Когда один из стражей незнакомой ему наружности открыл с лязгом решётку и попросил на выход, Максим только проснулся. Нехотя, лениво и неторопливо, он кое-как поднялся на ноги, затёкшие от длительного лежания на жёсткой поверхности, подобрал толстовку и проследовал за неизвестным мужчиной в дальний угол коридора, где их уже ждали.

– Путник, – кивнул ему вместо приветствия Йен – тот самый Йен, что встретил их со Спаром телегу ночью при въезде в город и так нелестно отзывавшийся о сомнительной нравственности городского чародея. – Ты не серчай, что я к тебе не зашёл поздороваться. Сам понимаешь – дела.

– Понимаю, – безразлично кивнул парень: на визиты стражника ему было плевать.
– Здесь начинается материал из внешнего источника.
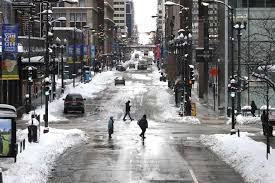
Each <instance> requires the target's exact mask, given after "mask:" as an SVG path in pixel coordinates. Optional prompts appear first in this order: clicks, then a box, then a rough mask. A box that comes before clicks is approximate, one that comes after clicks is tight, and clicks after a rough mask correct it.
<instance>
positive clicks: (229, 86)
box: [228, 78, 237, 135]
mask: <svg viewBox="0 0 275 183" xmlns="http://www.w3.org/2000/svg"><path fill="white" fill-rule="evenodd" d="M228 88H229V90H230V96H231V98H232V103H233V104H234V101H235V96H236V90H237V87H236V81H235V79H233V78H232V79H231V80H230V84H229V85H228ZM235 124H236V122H235V105H232V129H231V131H230V134H231V135H233V134H235V133H236V130H235Z"/></svg>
– Вот твои вещи, – мужчина поставил на качающийся табурет спортивную сумку. – Занятные ты штуки принёс с собой из вашего мира. Мы имели наглость полюбопытствовать, – без капли раскаяния добавил он.

Ну ещё бы.

– Надеюсь, ничего не сломалось?

– Нет-нет, мы осторожно.

Этого следовало ожидать. Любопытство – не порок, конечно, да и надо было понимать, что стража во всех измерениях стража, но всё равно неприятно. Шут их разбери, что они там с его телефоном сделать пытались. Вряд ли бы они додумались его даже включить – не то, что разблокировать, – но грязными пальцами замызгать или уронить могли преспокойно. Или, может, утопить в чём-то… Макс по привычке сунул мобильник в карман джинсов (не влажный и не липкий, уже неплохо), забрал сумку и, кивнув на прощание знакомым лицам, пошагал прочь из темницы. Не до конца проснувшийся, хмурый и помятый, он весьма безрадостно воображал себе поход по Эпиркерку в сторону набившей оскомину круглой площади, пока услужливая память вежливо подкидывала одно за другим воспоминания: толпа студентов, прохожие, палящее солнце, всеобщее презрительное отношение к бездомным, вороны, сомнительные личности в проулках…

– Эй, малец! – окликнул Йен, когда Путник уже почти вышел на улицу. – Я тут краем уха зацепил, что ты собираешься снова к магистру идти на поклон. Правда?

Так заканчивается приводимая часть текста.